Hey guys, I just got the same issue.
I fixed it. so I share with this post.
When data change let call method destroy(), after call new Chart(...)

Just ran into this same issue while using this library: https://github.com/apertureless/vue-chartjs

Maybe too naive of a thought, but why not just check to make sure element._view is not undefined before accessing its skip property?

Current:

// core.interaction.js:39
if (!element._view.skip) {
    handler(element);
}

Proposed:

// core.interaction.js:39
if (element._view && !element._view.skip) {
    handler(element);
}

Like many others I also ran into this error when hovering (or clicking) a chart while I was still feeding data to it. The above suggestion by jrtitus was close but didn't work, it turned out that the actual view is undefined and not just the skip property. So altering the function in core.interaction.js fixed it for me. This is what I added (full function further below):

if (!element.hasOwnProperty('_view')) {
    continue;
}

Entire function with the addition:

function parseVisibleItems(chart, handler) {
    var datasets = chart.data.datasets;
    var meta, i, j, ilen, jlen;

    for (i = 0, ilen = datasets.length; i < ilen; ++i) {
        if (!chart.isDatasetVisible(i)) {
            continue;
        }

        meta = chart.getDatasetMeta(i);
        for (j = 0, jlen = meta.data.length; j < jlen; ++j) {
            var element = meta.data[j];
            if (!element.hasOwnProperty('_view')) {
                continue;
            }
            if (!element._view.skip) {
                handler(element);
            }
        }
    }
}

That worked for me, I hope it works for you too. Maybe the chart.js pros could have a look and see if it should be added permanently. I don't think this issue should have been closed anyway.

Yes NgIf worked for me too

I just removed the chartHovered method and the issue have been fixed.

@mattsnic, you are my hero, you saved my day. The chart.js pros really should have a look at your post.

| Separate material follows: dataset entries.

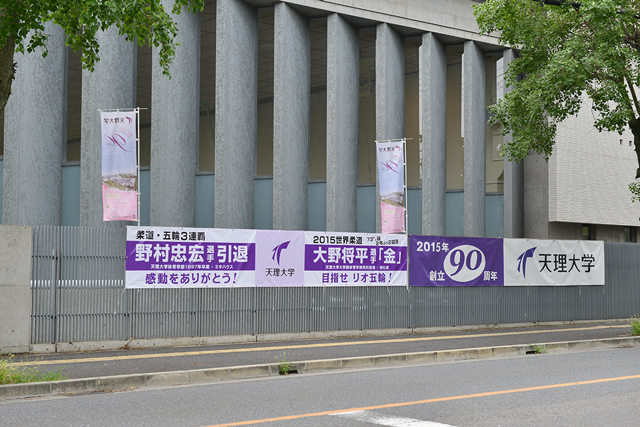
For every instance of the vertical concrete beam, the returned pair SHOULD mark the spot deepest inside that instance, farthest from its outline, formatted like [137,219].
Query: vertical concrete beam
[236,113]
[434,135]
[342,123]
[389,92]
[475,121]
[174,127]
[513,173]
[34,121]
[291,109]
[111,85]
[15,289]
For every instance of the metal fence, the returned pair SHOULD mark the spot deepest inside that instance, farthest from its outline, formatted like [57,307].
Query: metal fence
[79,295]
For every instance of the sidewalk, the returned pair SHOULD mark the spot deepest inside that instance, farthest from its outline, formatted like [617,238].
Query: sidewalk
[126,368]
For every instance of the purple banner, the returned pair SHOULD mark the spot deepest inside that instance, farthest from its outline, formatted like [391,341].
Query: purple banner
[374,258]
[455,261]
[280,258]
[190,256]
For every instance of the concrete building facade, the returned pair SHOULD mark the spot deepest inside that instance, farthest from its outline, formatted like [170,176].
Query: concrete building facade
[270,121]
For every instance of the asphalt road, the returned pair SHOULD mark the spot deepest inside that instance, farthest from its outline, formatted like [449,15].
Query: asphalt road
[133,361]
[594,388]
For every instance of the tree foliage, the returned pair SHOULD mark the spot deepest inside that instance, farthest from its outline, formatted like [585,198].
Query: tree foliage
[566,49]
[22,28]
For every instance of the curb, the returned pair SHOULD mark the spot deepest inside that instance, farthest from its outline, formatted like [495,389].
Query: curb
[240,339]
[158,379]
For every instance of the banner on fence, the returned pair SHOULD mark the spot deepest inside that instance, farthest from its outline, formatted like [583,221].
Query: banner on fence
[280,258]
[553,262]
[468,261]
[355,259]
[164,257]
[390,156]
[119,166]
[455,261]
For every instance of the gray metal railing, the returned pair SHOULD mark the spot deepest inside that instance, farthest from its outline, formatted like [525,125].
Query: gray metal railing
[79,295]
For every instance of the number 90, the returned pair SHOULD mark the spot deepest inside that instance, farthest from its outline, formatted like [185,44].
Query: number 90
[464,263]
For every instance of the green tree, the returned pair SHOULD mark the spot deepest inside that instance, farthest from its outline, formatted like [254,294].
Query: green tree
[566,49]
[22,29]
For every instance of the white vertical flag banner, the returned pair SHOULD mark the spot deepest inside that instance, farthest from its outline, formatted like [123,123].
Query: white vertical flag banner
[390,156]
[119,166]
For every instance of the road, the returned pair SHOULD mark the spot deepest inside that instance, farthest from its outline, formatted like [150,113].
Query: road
[594,388]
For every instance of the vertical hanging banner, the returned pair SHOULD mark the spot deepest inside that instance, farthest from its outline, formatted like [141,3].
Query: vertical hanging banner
[355,259]
[390,156]
[119,166]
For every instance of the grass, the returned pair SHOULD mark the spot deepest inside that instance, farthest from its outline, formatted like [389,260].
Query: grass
[10,374]
[635,324]
[539,349]
[284,367]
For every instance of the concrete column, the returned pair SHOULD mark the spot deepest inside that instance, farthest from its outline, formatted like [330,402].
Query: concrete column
[15,289]
[34,124]
[111,85]
[475,121]
[434,135]
[342,123]
[513,173]
[236,113]
[174,127]
[291,109]
[389,92]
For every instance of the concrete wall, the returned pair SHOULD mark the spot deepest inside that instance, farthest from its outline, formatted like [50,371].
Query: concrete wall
[448,17]
[15,292]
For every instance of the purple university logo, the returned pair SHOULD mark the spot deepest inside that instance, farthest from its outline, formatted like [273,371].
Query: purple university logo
[118,140]
[522,261]
[278,250]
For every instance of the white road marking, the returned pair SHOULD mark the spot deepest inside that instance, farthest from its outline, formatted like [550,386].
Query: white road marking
[384,420]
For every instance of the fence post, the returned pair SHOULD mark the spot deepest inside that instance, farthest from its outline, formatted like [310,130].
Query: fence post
[54,295]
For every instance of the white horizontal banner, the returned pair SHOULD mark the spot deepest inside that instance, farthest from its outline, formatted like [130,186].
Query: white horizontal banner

In the min version, you need to replace this function, similar to the @mattsnic fix.

function ce(t, e) {
    var i, n, a, o, r;
    for (n = 0, o = t.data.datasets.length; n < o; ++n) if (t.isDatasetVisible(n)) for (a = 0, r = (i = t.getDatasetMeta(n)).data.length; a < r; ++a) {
        var s = i.data[a];
        !s.hasOwnProperty('_view') || s._view.skip || e(s)
    }
}

I had same problem but mines were due to moment.js,
Instead of
var moment = require('moment-timezone');
I had
const moment = require('moment-timezone');

I have this issue as well on hover. No fixes have worked for me yet.

Same problem, I didn't understood how to fix this.
for now the only way to fix it's to change in chart.js file line 6719 intoif (!element.hidden)
this post shouldn't be marked as closed in my opinion.
my chart version is: _"chart.js": "^2.9.3",_

It's not bug in Library. It can occurs if you calling new ChartJS(nodeElement, config) more than 1 time on same nodeElement in a flow. Just find place where you init you chart and check it. It is probably calling two or more times on init scenario.

So was this resolved, if so how? Please see this. The fix for me was to downgrade Chart.js to version 2.3.0, as others have stated.

I have downgraded and used the 2.3.0 version of Chart.js but now it's showing me this error- Uncaught TypeError: Chart is not a constructor. What can I do?